French chemist (1816–1856)

Charles Frédéric Gerhardt (21 August 1816 – 19 August 1856) was a French chemist, born in Alsace and active in Paris, Montpellier, and his native Strasbourg.

==Biography==
He was born in Strasbourg, which is where he attended the gymnasium (an advanced academic secondary school). He then studied at the Karlsruhe Institute of Technology, where Friedrich Walchner's lectures first stimulated his interest in chemistry. Next he attended the school of commerce in Leipzig, where he studied chemistry under Otto Linné Erdmann, who further developed his interest into a passion for questions of speculative chemistry.

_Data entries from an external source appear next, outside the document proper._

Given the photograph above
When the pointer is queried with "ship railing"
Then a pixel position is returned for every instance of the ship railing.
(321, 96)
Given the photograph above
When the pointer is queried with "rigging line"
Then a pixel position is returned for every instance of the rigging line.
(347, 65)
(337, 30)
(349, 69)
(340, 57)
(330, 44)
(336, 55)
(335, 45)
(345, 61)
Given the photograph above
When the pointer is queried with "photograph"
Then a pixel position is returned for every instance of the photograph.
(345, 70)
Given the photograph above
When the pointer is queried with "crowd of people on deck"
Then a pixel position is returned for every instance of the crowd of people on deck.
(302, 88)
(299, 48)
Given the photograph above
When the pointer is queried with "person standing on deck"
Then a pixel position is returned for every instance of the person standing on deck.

Returning home in 1834, he entered his father's white lead factory, but soon found that business was not to his liking, and after a sharp disagreement with his father in his 20th year he enlisted in a cavalry regiment. In a few months military life became equally distasteful, and he purchased his discharge with the assistance of the German chemist Justus von Liebig. After a short period of living in Dresden, he went to the University of Giessen in central Germany in 1836 to study and work in Liebig's laboratory. His stay at Giessen lasted 18 months, and in 1837 he re-entered the factory. Again, however, he quarrelled with his father, and in 1838 he went to Paris with introductions from Liebig.

In Paris, he attended Jean Baptiste Dumas’ lectures and worked with Auguste Cahours (1813–1891) on essential oils, especially cumin, in Michel Eugène Chevreul’s laboratory at the Jardin des Plantes, meanwhile earning a precarious living by teaching and making translations of some of Liebig’s writings. In 1841, through the influence of Dumas, he was charged with the duties of chemistry professor at the Montpellier faculty of sciences, becoming titular professor in 1844.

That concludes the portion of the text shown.